While leaving “Good Morning Wyoming” was difficult for Floyd, he acknowledges he wouldn’t be doing his show today if the contract didn’t end. He fully admits going through that dark time in Oregon, where he experienced loneliness in a form he never thought possible, was what made him jump in the deep end and go after his dreams.
“Sure, being the morning news anchor might constitute success to more people,” Floyd said. “I’d be getting paid better, I’d be considered successful by society’s standards. Everyone knew me in Wyoming. But I wasn’t happy.
“I quickly learned no one really cares that much what you’re doing,” Floyd continued. “I knew I had to make myself happy. I was smart enough to know I wasn’t going to live like this. I knew almost immediately Oregon wasn’t what I wanted. But the fact that the job wasn’t benefitting me in the way that my employment was benefiting them was what ultimately pushed me to take the shot.”

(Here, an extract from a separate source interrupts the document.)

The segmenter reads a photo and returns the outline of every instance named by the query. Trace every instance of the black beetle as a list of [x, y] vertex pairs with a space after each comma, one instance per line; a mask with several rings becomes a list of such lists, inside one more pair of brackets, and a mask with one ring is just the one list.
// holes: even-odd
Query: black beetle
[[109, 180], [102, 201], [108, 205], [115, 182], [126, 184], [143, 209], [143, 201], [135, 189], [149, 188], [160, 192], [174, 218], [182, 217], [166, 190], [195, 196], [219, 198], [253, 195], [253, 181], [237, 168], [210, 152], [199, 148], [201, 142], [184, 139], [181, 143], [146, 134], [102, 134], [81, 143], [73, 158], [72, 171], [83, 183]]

“Who’s On The News’’ is up to 10 episodes. He had to re-record Lanski’s episode for the new platform, but he said the released version was by far the stronger of the two. He and Ball have tackled interviews with Drew Dees, Olivia Young, Julia Yarbough, Elizabeth VanMetre and Scot Pilie, amongst others. While many of Floyd’s subjects are news figures from out of the state, he’s insistent the common thread is clear: whether his guests are your morning traffic sources, your evening lullabies or your lunchtime companion, they’re way more colorful than the news they’re delivering.
“I’ve never considered myself a journalist because I wasn’t in the trenches like many of my coworkers were,” Floyd concluded. “But I have ideas, I have confidence and at the end of the day, anything I do, I don’t want anyone to say anyone else had any hand in it succeeding but me.”